Resurgence of Pakistan's Organ Trade

Apr 29, 2011

A news conference was held at SIUT to highlight "The resurgence of organ trade in Pakistan". The conference was organized by SIUT in collaboration with Transplantation Society of Pakistan, Pakistan Society of Nephrology, Association of Urological Surgeons and NGO support.

Speaking at a news conference in Karachi on Friday Professor Adibul Hasan Rizvi the President of Transplantation Society of Pakistan urged the government and relevant authorities to take immediate actions against the violators of the Human Organ and Tissue Transplantation Law and save the country in turning into the largest organ bazaar of the world.

Professor Rizvi who also heads the SIUT stressed the need for motivating the society at large so that the thousands of lives can be saved of those dying of liver and heart besides kidney failure.

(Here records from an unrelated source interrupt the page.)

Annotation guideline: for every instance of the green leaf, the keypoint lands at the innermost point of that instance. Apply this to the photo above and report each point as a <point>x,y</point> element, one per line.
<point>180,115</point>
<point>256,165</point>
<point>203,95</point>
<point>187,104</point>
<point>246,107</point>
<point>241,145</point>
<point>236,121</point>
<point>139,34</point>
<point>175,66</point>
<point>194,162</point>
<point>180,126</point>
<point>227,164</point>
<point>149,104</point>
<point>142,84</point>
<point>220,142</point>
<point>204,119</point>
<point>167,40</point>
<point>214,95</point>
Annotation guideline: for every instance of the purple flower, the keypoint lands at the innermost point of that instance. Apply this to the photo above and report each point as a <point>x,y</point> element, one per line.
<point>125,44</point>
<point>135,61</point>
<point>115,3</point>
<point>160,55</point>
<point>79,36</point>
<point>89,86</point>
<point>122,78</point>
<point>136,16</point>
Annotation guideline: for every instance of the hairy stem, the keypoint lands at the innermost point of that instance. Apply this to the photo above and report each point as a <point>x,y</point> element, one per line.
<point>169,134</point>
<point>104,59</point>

He pointed out that in pre law area Pakistan had become the largest organ bazaar in the world where over 1500 foreigners travelled each year to the country for kidney transplant by paying over 10,000 to 20,000 dollars per patent. Dr Rizvi pointed out those foreign reports and email received at his institute giving solid evidence of illegal transplant of foreigners.. He informed that reports of these illicit trades were forwarded to HOTA, Health Ministry and Supreme Court of Pakistan. He regretted that a foreigner who had come to the country died due to complications but regrettably the inquiry committee could not unearth those who were allegedly involved in this illicit trade.

Speaking on the occasion Professor Mirza Naqi Zafar, Secretary General Transplantation Society of Pakistan gave an overview of the process of drafting and adoption of the transplantation law. He disclosed that law has been declared as the best and most suitable law by the WHO for the region.

He presented the salient features of the law. Giving details he said the law forbids transplant of foreigners and the sale or purchase of organs.

Ms Kishwer Zehra MNA who was also the member of the human rights committee of the parliament gave details of her recent visit to certain areas of the country where people from poor segments of the society were forced to sell their organs to return their loans. She also screened a film highlighting the plight of poor and dispossessed section of the society.

On this occasion, Prof. Ejaz Ahmed of Pakistan Society of Nephrology said that after a gap of several months, newly unrelated transplant patients are seeking follow up with nephrologists in different cities suggesting a resurgence of commercial transplant activity.

Prof. Ahmed Fawad of Pakistan Association of Urological Surgeons said that the Government should adopt strict measures to stop this unlawful activity otherwise poor people of the country will be exploited by the greedy, illegal transplant professionals and hospitals.